When people talk about accelerating language models, they usually mean NVIDIA. However, that's not the only option. The Qwen team decided to showcase the capabilities of AMD accelerators, and the results are quite impressive.
We are referring to the MI300X series – professional AMD GPUs designed for handling large models. Qwen took their third-generation models, including the multimodal Qwen3-VL, and pushed their performance on this hardware to a level where latency is no longer an issue, even for interactive tasks.
What Was Accelerated?
What Did They Speed Up?
Simply put, there are two primary scenarios for how a language model operates.
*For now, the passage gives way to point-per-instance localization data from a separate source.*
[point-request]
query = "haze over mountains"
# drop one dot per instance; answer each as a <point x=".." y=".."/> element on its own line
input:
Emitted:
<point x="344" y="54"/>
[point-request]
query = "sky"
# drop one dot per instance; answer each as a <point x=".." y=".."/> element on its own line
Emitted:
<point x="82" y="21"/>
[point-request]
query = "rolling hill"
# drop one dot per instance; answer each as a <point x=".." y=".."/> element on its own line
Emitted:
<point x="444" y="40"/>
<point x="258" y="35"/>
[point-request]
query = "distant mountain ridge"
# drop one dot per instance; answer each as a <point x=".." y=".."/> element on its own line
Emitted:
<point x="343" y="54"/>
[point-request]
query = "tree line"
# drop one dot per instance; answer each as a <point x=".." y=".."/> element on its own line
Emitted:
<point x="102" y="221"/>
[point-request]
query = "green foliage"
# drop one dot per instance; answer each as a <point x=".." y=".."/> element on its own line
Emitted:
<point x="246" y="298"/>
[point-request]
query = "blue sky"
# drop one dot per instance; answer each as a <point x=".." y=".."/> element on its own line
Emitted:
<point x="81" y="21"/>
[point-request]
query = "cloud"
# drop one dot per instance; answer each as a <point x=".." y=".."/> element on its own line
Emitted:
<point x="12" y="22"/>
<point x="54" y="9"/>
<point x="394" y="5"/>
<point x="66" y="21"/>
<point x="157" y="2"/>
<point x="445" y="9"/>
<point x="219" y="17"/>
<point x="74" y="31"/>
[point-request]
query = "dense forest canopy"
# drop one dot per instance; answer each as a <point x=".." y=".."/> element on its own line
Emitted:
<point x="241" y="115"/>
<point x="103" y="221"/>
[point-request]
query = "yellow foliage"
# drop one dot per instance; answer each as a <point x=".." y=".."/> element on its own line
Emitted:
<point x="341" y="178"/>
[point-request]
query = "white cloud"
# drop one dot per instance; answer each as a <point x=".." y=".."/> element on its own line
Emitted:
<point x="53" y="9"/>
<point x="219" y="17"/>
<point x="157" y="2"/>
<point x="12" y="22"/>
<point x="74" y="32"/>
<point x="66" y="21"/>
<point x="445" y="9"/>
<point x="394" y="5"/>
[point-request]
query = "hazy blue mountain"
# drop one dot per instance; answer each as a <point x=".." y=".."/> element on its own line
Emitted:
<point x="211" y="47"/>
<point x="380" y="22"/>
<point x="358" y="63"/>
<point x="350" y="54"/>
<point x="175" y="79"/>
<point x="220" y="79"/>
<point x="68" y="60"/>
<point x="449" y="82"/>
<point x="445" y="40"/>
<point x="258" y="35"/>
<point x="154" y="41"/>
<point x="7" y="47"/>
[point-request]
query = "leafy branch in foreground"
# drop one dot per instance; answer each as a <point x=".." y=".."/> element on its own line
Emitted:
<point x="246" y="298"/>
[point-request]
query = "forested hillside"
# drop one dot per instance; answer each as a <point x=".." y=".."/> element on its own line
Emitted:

The first is prefill, where the model processes your entire request before it begins generating a response. The second is decode, where it outputs tokens one by one.
Qwen's objective was to make both of these stages run as fast as possible on AMD hardware. To achieve this, they employed several techniques:
- Quantization – compressing the model's weights to 4 bits instead of the standard 16. This reduces the amount of data that needs to be moved in memory and accelerates computations.
- Continuous batching – a method for processing multiple requests simultaneously without waiting for previous ones to finish. This is crucial for server scenarios where requests are constantly arriving.
- Specialized kernels for the attention operation – a key component of transformer models. Here, they utilized FlashAttention-2 and optimized versions for AMD.
All of these optimizations made it possible to extract performance from the hardware that typically requires more expensive solutions.
Practical Implications of Optimization
What This Means in Practice
The team tested several configurations. For example, the Qwen2.5-Coder-32B-Instruct model with AWQ quantization (4-bit) on a single MI300X card outputs approximately 66 tokens per second when handling a single request. The per-token latency is about 15 milliseconds.
For comparison, this means the model can generate a 100-token response (roughly 75 words) in one and a half seconds. This is already a very comfortable speed for conversational interfaces.
If you increase the number of concurrent requests, the throughput also increases. On two MI300X cards, the model can process up to 32 requests in parallel with a total speed of about 1,000 tokens per second. This demonstrates server-scale performance.
Performance of Multimodal Models
What About Multimodal Models?
Qwen3-VL deserves special mention – it's a version of the model that works not only with text but also with images. Here, the task is more complex: the image must first be converted into a set of tokens, then processed along with the text, and finally, a response – or a new image – must be generated.
On an MI300X, the Qwen3-VL-7B model with 4-bit quantization can generate a 1024×1024 pixel image in about 0.4 seconds. This is noticeably faster than most diffusion models, which are typically used for image generation.
The latency when working with both text and images simultaneously is about 18 milliseconds per token. In other words, it's almost as fast as the text-only models.
Significance of These Advancements
Why This Matters
First, it demonstrates that the AMD MI300X is a perfectly viable option for large model inference. Previously, such tasks were almost exclusively handled by NVIDIA, and there were few alternatives.
Second, Qwen's results confirm that quantization and proper optimization make it possible to run models with 30+ billion parameters on a single card – and to do so quickly. This lowers infrastructure requirements and makes model deployment more affordable.
Third, the image generation speed of Qwen3-VL opens up possibilities for interactive applications: editors, assistants, and interfaces where the user expects an instant response.
Important Details and Considerations
The Fine Print
Of course, there are nuances. 4-bit quantization always entails a slight loss in quality – the model becomes a little less accurate. In most cases, this is unnoticeable, but for tasks requiring high precision, it can make a difference.
It's also worth noting that these results were achieved under optimal conditions: using specially configured software, with up-to-date library versions, and taking into account the specifics of AMD's architecture. Real-world scenarios may introduce additional complexities – for example, when integrating with existing systems or working with other models.
Finally, the MI300X is still professional-grade hardware, and its cost is comparable to top-tier NVIDIA solutions. This means it is not a budget alternative but rather another option for those building serious infrastructure.
Summary of Qwen and AMD MI300X Results
The Bottom Line
The Qwen team has demonstrated that their third-generation models can run on the AMD MI300X with latencies suitable for interactive applications. Text generation is around 15 ms per token, while image generation takes as little as 0.4 seconds for a 1024×1024 picture.
This is the result of a combination of quantization, optimized kernels, and proper memory management. And it's another sign that the market for AI accelerators is becoming increasingly diverse.